Des ministres gouvernementaux, des banquiers internationaux et des organismes humanitaires se sont réunis à Montréal lundi pour discuter des plans de reconstruction d’Haïti, ravagé par un tremblement de terre. Au cœur de leurs propositions se trouve l’exploitation des travailleurs haïtiens à des salaires de misère.[print_link]
La conférence n’a rien offert de concret sur le plan d’aide nouvelle et a plutôt servi à planifier une rencontre de donateurs aux Nations unies en mars. La majeure partie du discours provenant de la conférence semblait avoir peu de liens avec la situation sur le terrain en Haïti, où 150 000 personnes ont été confirmées mortes, des centaines de milliers de plus ont été blessées et plus de 1,5 million fait sans-abris.

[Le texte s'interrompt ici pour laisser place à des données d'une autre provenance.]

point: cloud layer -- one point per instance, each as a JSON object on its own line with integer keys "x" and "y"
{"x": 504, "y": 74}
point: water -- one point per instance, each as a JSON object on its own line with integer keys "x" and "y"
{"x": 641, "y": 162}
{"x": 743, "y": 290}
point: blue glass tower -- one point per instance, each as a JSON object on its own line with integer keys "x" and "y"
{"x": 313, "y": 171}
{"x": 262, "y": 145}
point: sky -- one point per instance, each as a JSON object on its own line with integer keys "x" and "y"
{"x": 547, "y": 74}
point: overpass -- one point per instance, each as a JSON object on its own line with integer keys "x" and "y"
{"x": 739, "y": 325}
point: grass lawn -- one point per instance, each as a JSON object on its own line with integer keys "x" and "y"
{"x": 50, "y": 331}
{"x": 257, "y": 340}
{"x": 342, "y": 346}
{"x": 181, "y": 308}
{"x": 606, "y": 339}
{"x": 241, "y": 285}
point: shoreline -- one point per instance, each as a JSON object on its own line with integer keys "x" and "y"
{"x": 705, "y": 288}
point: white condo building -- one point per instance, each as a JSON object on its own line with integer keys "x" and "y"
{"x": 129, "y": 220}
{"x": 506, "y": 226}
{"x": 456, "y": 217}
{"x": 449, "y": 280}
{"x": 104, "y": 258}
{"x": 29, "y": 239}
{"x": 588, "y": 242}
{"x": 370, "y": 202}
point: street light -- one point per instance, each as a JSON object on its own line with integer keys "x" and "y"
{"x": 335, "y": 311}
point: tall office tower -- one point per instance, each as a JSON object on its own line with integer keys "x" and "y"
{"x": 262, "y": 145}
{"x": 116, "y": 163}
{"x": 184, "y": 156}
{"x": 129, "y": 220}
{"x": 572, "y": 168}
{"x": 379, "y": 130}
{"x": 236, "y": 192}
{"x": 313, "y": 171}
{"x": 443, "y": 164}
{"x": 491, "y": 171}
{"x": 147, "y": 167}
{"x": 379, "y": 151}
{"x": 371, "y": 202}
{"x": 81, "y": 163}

Le premier ministre Jean-Max Bellerive, représentant ce qui reste du gouvernement haïtien et accompagné de ministres des Affaires étrangères de l’Europe et des Amériques a souligné qu’il fallait que la souveraineté d’Haïti soit respectée, que les forces militaires étrangères soient subordonnées aux efforts humanitaires et que les Haïtiens puissent déterminer et mener leurs propres efforts de reconstruction.
Des responsables de premier plan, incluant le directeur du Fonds monétaire international, Dominique Strauss-Kahn, sont allés jusqu’à parler d’un « plan Marshall » pour Haïti.
En réalité, Haïti est maintenant en train d’être dirigé par l’armée américaine, qui a déployé 13 000 soldats et pris unilatéralement le contrôle des aéroports et des ports du pays. Le Pentagone a dominé l’approvisionnement en aide et l’a subordonné à la tâche prioritaire de déployer des soldats et des Marines américains équipés pour combattre. Cela s’est fait principalement au détriment des Haïtiens blessés et affamés qui attendent de la nourriture et des équipements médicaux pour sauver leurs vies.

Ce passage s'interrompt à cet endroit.